A Timetable Not Our Own

The morning came far too early. 4:22 a.m. blinked loudly on his mobile. I lay in bed, listening to him snore. Listening to the kids toss sleepily in their beds next door. Ultimately, helped out of bed several hours later with no added sleep, I started the day in a fog. As the smell of the coffee started to awaken my senses, I peered out our back sliding glass door. The new day was dawning grey, and a heavy fog clung sleepily to the trees in our backyard. Low to the ground, like a blanket, it wrapped itself upon our world and reflected back to my soul the very same emotions it was grappling with. Heaviness. Thickness.

At 38 weeks pregnant I went into labor and our miracle baby was placed into my arms. We were up for days at a time, but despite our exhausted bodies, our spirits were filled with awe and wonder as we spent four full days in the hospital cherishing her every breath, counting her fingers and toes and photographing her endlessly, as if we had never before seen such a tiny and perfect human-being.

Now four short weeks later, and just as exhausted, my soul knew that change once more was coming. I cancelled my best friends weekend visit, didn’t schedule any play dates, and tried to make sense of the emotions I was grappling with. Later in the day, the fog burned off with the rising of the sun, but the wetness in the air remained. Humidity clung to me and the heat made me far less patient than I wanted to be with my tiny beloveds. Soon I received the email we had been waiting to read for years and the heaviness not just of body, but of spirit, made sense.

Our daughters were ready to come home. They were waiting for us to get them. Their Article 23 Letter was released. Their Birth Affidavits were sent. The orphanage received their passports. All was in place for their new parents to fly to India to bring them back.

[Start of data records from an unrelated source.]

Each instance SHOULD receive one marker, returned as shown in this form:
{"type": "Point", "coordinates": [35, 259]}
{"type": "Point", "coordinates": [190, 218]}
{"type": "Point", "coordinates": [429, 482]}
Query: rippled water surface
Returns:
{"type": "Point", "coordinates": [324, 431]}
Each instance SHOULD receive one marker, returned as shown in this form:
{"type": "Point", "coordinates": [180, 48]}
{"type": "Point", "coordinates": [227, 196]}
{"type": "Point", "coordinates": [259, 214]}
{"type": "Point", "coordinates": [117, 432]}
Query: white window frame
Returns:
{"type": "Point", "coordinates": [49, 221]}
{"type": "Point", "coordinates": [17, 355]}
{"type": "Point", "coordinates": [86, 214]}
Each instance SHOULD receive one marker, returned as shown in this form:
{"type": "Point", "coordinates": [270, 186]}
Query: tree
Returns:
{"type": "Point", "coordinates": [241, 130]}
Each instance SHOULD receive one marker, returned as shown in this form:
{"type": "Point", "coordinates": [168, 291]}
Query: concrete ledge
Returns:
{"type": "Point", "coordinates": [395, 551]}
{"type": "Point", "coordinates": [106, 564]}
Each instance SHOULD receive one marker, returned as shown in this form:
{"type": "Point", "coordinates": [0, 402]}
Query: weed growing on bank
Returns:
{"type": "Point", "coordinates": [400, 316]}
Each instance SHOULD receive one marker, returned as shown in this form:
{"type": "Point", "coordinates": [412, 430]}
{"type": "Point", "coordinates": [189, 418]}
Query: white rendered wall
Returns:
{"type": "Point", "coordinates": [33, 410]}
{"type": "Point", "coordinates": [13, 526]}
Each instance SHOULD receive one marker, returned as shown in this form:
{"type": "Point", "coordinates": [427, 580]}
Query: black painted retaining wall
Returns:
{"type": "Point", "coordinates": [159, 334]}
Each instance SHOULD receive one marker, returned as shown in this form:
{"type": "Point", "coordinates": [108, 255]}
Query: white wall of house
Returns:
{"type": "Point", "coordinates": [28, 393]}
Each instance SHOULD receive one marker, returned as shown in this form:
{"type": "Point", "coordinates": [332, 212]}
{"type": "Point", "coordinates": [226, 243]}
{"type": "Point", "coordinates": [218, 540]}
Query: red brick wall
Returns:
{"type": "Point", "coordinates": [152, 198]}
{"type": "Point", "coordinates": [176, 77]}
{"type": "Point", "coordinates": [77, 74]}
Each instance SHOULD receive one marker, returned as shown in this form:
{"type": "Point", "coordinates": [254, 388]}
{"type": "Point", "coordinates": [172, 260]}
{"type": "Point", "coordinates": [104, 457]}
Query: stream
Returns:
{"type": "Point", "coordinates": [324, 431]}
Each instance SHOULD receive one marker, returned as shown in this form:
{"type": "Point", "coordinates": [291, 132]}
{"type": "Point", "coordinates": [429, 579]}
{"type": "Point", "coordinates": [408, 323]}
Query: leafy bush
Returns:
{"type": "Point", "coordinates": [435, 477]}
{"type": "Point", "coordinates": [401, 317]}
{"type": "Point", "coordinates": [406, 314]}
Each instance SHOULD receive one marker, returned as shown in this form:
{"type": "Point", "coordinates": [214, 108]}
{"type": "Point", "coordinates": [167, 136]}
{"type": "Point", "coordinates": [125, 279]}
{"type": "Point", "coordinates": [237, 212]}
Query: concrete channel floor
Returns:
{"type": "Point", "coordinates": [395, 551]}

I cried in awe of what God had done… years of prayer culminated in this incredible news. Our never-ending years of adoption headaches and paperwork and nightmares and financial instability were about to come to an end. So I should have been filled with joy unspeakable, but instead I realized- that the heaviness inside of me was not only depression and exhaustion from this season of rapid change- but recognition of what God was calling us to do.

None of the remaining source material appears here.